Sanjaya continued:
Then to Arjuna—sunk deep in sorrow,
heart awash, dark eyes with tears glazed—
Shri Krishna pronounced these words:
The Lord said:
How, at this imperilled time, have such strange
delusions engulfed you, which noble men
should shun, and lead to neither heaven nor fame?
Do not succumb to unmanliness, Arjuna.
It is dishonourable. Scorcher of enemies,
shake off this lowly faint-heartedness. Stand!
Arjuna responded:
Tell me, Krishna, how can I, with bow readied,
arrow cocked, kill both Bhishma and Drona,
who rather deserve my reverence than death?
Surely, I should rather live by begging than slay
these noble elders, for after their deaths
all my pleasures will be stained with blood.
I am blind. I cannot see which act is preferred:
to conquer them, or have them conquer us.
And Dhritarastra’s sons, whom if we killed
I could no longer live, stand before us now!
My being is paralysed with faint-heartedness.
My mind gnaws at duty. I implore you.
I am your disciple, placed in your hands.
Tell me how to act, and where my good resides.
For if I won an earthly kingdom and wealth,
or even obtained dominion of the gods,
yet still I know I would suffer this grief
which numbs me and desiccates my senses.
Sanjaya said:
Thus spoke Arjuna to Shri Krishna, great King,
and with a last, “I will not fight!” fell silent.

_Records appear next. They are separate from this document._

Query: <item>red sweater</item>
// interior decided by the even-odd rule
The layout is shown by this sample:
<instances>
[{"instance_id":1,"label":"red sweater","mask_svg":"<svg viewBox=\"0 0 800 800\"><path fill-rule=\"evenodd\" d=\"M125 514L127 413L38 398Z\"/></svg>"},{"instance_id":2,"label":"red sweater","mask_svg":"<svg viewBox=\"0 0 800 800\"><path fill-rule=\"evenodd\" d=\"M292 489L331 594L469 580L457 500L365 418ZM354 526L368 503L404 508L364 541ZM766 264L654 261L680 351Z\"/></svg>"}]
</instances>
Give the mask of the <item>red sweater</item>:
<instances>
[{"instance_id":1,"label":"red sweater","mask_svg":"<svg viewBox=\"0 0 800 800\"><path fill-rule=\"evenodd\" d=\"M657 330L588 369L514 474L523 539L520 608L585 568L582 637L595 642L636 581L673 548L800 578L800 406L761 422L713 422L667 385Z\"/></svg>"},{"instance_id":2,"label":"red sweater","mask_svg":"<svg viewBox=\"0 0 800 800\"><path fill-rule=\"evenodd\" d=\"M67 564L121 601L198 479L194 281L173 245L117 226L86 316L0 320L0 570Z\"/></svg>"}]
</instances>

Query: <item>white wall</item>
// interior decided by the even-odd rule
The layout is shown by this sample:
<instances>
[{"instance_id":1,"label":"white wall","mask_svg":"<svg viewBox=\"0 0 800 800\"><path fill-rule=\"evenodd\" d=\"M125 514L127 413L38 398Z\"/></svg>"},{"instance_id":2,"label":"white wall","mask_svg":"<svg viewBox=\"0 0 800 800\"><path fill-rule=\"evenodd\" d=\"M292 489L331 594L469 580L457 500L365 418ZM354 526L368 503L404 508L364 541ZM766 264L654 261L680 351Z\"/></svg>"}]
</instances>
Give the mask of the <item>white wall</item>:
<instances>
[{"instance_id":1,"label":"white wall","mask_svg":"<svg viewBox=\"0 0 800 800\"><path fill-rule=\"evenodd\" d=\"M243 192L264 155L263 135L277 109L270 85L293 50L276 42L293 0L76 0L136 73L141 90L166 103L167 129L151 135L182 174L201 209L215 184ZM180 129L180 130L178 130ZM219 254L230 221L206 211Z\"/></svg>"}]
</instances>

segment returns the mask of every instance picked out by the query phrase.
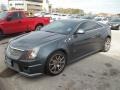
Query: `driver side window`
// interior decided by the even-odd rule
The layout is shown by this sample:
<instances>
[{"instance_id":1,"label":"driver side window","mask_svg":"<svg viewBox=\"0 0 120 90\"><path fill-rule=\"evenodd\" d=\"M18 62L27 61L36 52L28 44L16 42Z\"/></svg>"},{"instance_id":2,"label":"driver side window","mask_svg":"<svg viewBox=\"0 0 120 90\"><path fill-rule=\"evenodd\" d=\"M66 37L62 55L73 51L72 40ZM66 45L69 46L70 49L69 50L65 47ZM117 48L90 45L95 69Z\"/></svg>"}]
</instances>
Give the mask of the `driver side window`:
<instances>
[{"instance_id":1,"label":"driver side window","mask_svg":"<svg viewBox=\"0 0 120 90\"><path fill-rule=\"evenodd\" d=\"M14 12L12 15L12 20L16 20L16 19L20 19L21 18L21 14L19 12Z\"/></svg>"},{"instance_id":2,"label":"driver side window","mask_svg":"<svg viewBox=\"0 0 120 90\"><path fill-rule=\"evenodd\" d=\"M94 30L94 29L97 29L97 28L100 28L101 26L95 22L92 22L92 21L86 21L86 22L83 22L80 26L79 26L79 29L83 29L85 31L90 31L90 30Z\"/></svg>"}]
</instances>

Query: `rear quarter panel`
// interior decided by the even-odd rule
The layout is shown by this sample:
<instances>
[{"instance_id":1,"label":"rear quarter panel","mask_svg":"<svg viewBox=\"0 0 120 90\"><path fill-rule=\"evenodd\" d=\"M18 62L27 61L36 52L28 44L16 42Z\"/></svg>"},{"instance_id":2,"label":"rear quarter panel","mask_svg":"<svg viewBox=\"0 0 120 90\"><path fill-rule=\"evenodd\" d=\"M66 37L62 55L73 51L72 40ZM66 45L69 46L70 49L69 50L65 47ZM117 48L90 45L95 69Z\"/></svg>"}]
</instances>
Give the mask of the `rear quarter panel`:
<instances>
[{"instance_id":1,"label":"rear quarter panel","mask_svg":"<svg viewBox=\"0 0 120 90\"><path fill-rule=\"evenodd\" d=\"M31 17L31 18L26 18L25 20L26 23L28 24L28 28L30 29L30 31L34 31L38 24L44 26L50 23L49 17Z\"/></svg>"},{"instance_id":2,"label":"rear quarter panel","mask_svg":"<svg viewBox=\"0 0 120 90\"><path fill-rule=\"evenodd\" d=\"M111 29L109 27L109 25L106 24L101 24L103 27L101 28L101 38L103 39L103 41L105 40L105 38L107 36L111 37Z\"/></svg>"}]
</instances>

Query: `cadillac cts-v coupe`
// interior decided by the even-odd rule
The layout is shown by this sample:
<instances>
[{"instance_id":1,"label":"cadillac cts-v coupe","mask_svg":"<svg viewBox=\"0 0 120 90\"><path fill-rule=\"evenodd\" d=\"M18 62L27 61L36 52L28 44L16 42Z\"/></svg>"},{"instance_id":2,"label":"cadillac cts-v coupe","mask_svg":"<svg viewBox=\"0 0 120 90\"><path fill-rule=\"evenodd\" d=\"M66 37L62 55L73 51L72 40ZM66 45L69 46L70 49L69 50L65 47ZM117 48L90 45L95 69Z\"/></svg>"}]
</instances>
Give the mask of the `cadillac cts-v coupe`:
<instances>
[{"instance_id":1,"label":"cadillac cts-v coupe","mask_svg":"<svg viewBox=\"0 0 120 90\"><path fill-rule=\"evenodd\" d=\"M65 66L110 49L109 26L91 20L60 20L9 41L6 65L27 76L60 74Z\"/></svg>"}]
</instances>

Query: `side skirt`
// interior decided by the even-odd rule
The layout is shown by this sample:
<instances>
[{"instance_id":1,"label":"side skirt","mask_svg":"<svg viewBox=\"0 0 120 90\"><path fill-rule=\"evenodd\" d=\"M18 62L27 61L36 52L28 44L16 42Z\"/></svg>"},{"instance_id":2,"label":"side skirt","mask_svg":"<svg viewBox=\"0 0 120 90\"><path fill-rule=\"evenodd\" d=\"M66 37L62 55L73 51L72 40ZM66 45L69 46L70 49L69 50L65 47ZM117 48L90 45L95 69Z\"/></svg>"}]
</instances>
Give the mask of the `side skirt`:
<instances>
[{"instance_id":1,"label":"side skirt","mask_svg":"<svg viewBox=\"0 0 120 90\"><path fill-rule=\"evenodd\" d=\"M100 52L100 50L99 50L99 51L93 51L93 52L87 53L87 54L85 54L85 55L83 55L83 56L80 56L80 57L78 57L78 58L76 58L76 59L71 60L70 62L67 62L67 64L68 64L68 65L69 65L69 64L72 64L72 63L74 63L74 62L77 62L77 61L79 61L79 60L81 60L81 59L84 59L84 58L86 58L86 57L89 57L89 56L91 56L91 55L93 55L93 54L96 54L96 53L98 53L98 52Z\"/></svg>"}]
</instances>

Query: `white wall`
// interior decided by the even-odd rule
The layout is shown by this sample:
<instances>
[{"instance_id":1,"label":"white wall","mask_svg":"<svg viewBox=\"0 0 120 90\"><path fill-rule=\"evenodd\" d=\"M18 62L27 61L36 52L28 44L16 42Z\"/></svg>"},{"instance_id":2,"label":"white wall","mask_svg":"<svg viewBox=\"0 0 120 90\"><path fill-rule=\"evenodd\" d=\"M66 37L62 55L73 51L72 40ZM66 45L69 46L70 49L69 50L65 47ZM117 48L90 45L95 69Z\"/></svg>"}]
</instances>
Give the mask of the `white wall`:
<instances>
[{"instance_id":1,"label":"white wall","mask_svg":"<svg viewBox=\"0 0 120 90\"><path fill-rule=\"evenodd\" d=\"M23 9L25 11L27 10L25 1L9 1L9 9L11 9L12 7L16 9Z\"/></svg>"},{"instance_id":2,"label":"white wall","mask_svg":"<svg viewBox=\"0 0 120 90\"><path fill-rule=\"evenodd\" d=\"M27 11L27 4L42 5L40 3L30 2L30 1L9 1L9 9L11 9L12 7L15 7L16 9L23 9Z\"/></svg>"},{"instance_id":3,"label":"white wall","mask_svg":"<svg viewBox=\"0 0 120 90\"><path fill-rule=\"evenodd\" d=\"M46 12L49 12L49 0L43 0L43 10L45 9Z\"/></svg>"},{"instance_id":4,"label":"white wall","mask_svg":"<svg viewBox=\"0 0 120 90\"><path fill-rule=\"evenodd\" d=\"M3 7L3 8L1 8ZM0 0L0 8L1 9L8 9L8 0Z\"/></svg>"}]
</instances>

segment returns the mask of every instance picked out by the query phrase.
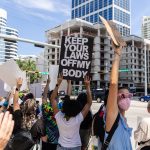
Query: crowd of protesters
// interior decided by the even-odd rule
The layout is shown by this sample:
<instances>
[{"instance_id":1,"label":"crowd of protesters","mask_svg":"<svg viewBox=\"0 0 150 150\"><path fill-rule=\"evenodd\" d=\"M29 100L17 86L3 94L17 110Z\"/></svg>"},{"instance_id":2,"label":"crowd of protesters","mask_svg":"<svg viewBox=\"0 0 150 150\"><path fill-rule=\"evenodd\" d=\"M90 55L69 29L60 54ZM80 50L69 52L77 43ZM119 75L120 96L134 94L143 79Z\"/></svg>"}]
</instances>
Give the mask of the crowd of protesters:
<instances>
[{"instance_id":1,"label":"crowd of protesters","mask_svg":"<svg viewBox=\"0 0 150 150\"><path fill-rule=\"evenodd\" d=\"M22 79L18 78L16 88L7 98L0 97L0 150L87 150L93 127L100 141L97 149L132 150L131 133L126 111L130 107L132 94L126 87L118 87L118 70L122 46L115 47L110 87L105 95L103 108L96 120L91 112L92 96L90 77L85 76L86 93L71 100L71 81L68 81L67 95L59 102L58 90L63 80L59 75L53 91L49 91L47 79L42 94L42 104L36 102L32 93L19 99ZM147 107L150 113L150 103ZM93 119L95 118L95 119ZM103 122L102 122L103 120ZM150 118L144 118L134 132L138 150L150 150Z\"/></svg>"}]
</instances>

Then, great Dhritarastra, between both armies,
as if to mock the anguished Arjuna,
Shri Krishna spoke the following words.
The Lord said:
You grieve for those who require no grief,
confusing yourself with words of false wisdom;
wise men mourn neither living nor dead.
For there was never a time when I was not,
nor when you and these kings did not exist,
nor, hereafter, when we will cease to be.
The embodied passes from infancy to death,
just so it enters another body;
the wise are not deceived over this.
Heat and cold, pleasure and pain, each arise
when the senses and their objects meet.
But they are transitory. Transcend them, therefore.
That man to whom pain and pleasure are the same,
who, Arjuna, by these remains undisturbed,
becomes a candidate for immortality.
Nothing can come to be from non-being,
nor can what has existence cease to be;
this reality is perceived by those who know.
Understand, that which extends throughout
the entire cosmos is imperishable;
indestructible, none can destroy it.
The embodied is immeasurable,
eternal, imperishable; its bodies
finite only. Therefore, Arjuna, fight!
Ignorance grips both he who thinks this kills,
and he who believes this to be killed;
for, in truth, this neither kills nor is killed.
This is not born, nor can it die,
nor does it only become after birth.
Unborn, eternal, everlasting and ancient,
when the body is destroyed, it is not slain.
Arjuna, who knows this to be unborn,
imperishable, immutable and eternal,
how and whom can he possibly slay?
How and whom will he cause to be slain?
As we discard our worn out garments
to take up fresh clothes, so the embodied
discards worn out bodies and enters others new.
This, no weapons wound; this, no fire burns;
water cannot wet it, nor winds dry it.
It cannot be cut, burnt, wet or dried out;
it is eternal, omnipresent, constant,
immovable and everlasting.
Imperceptible by the senses, to the mind
inconceivable, it is called unchanging.
Knowing this, you therefore should not grieve.